There’s an adage in baseball: The ball will find the hole.

What it means is, if you have a weak fielder, invariably the ball will get hit to him.

Similarly, in college basketball, if you have a weakness, the NCAA Tournament will magnify it.

With that in mind, it would behoove West Virginia to dramatically improve its performance at the free-throw line.

The Mountaineers are a solid basketball team. They’re ranked 16th and are one of the best defensive and rebounding teams in the nation. They’re also among the nation’s worst free-throw shooters.

It’s been a problem all year and it’s been particularly bad the past two games. The Mountaineers shot a combined 54.8 percent from the charity stripe in their loss to Kansas and win over Oklahoma State. It didn’t hurt the Mountaineers against the Cowboys. It was fatal against Kansas.

The Jayhawks weren’t great at the foul line, but they made seven more shots than WVU.

Kansas won the game by seven.

Unfortunately, despite the online coaches in social media comment sections, this is a problem without an easy solution. In fact, it’s likely a problem without any tangible solution.

“(West Virginia coach Bob) Huggins needs to teach these guys how to shoot free throws!” Well, thank you Facebook comment guy. I guess a coach who’s won 872 games never realized this. Quick, someone get Huggins this comment ASAP! Maybe Huggins could take a page from the coaching strategy of Mr. Burns https://youtu.be/Nv-FcxlEMaw.
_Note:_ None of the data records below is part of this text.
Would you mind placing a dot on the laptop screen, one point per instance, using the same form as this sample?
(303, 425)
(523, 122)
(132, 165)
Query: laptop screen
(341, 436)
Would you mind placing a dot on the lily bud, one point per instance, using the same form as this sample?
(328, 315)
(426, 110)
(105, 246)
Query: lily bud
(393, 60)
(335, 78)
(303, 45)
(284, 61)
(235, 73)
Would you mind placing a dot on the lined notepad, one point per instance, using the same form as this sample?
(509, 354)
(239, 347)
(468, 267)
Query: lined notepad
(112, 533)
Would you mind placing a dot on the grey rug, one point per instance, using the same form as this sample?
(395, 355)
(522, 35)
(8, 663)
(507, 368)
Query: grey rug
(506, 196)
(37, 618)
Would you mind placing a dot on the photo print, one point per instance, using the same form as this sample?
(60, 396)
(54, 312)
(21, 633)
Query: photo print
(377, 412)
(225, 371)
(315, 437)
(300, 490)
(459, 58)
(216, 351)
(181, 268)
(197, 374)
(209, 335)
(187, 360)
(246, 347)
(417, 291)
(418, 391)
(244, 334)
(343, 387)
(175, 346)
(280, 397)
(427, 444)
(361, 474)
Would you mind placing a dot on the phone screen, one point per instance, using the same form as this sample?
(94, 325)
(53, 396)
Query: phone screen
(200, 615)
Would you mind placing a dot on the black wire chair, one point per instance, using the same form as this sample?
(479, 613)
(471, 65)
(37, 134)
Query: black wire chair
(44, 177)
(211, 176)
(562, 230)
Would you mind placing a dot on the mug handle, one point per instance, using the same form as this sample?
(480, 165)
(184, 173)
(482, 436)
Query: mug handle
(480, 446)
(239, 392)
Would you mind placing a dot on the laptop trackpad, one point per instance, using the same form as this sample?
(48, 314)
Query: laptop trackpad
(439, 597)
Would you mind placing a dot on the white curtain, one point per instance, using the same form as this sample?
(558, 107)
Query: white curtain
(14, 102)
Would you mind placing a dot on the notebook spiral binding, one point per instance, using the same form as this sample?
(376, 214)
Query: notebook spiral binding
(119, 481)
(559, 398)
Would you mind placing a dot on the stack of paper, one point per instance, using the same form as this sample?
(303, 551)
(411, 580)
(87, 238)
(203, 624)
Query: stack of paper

Huggins teams aren’t usually good free-throw shooters. That’s not surprising because Huggins team aren’t usually good shooters, period. That’s not the type of style he plays and not the type of player he recruits. Huggins teams are defense and rebounding centric. He recruits that, practices that and coaches that. It stands to reason that a team that struggles shooting from the field would also struggle from the foul line. Both involve the skill of shooting.

This year’s WVU squad is worse than most at the foul line. But that, too, isn’t surprising. During the Jevon Carter/Daxter Miles era, the Mountaineers were more guard oriented than they were post-play focused.

This team, by contrast, is heavily post-centric, led by big forwards freshman Oscar Tshiewbe and sophomore Derek Culver. Traditionally, big men are worse free-throw shooters than guards. It stands to reason that a team which runs much of its offense through its big men would fare worse at the foul line than one that is guard heavy.

But even with all these caveats, the Mountaineers do need to improve their foul shooting. Ranking 306th in free-throw percentage is a recipe for disaster.

And that recipe could be baked into NCAA Tournament heartbreak.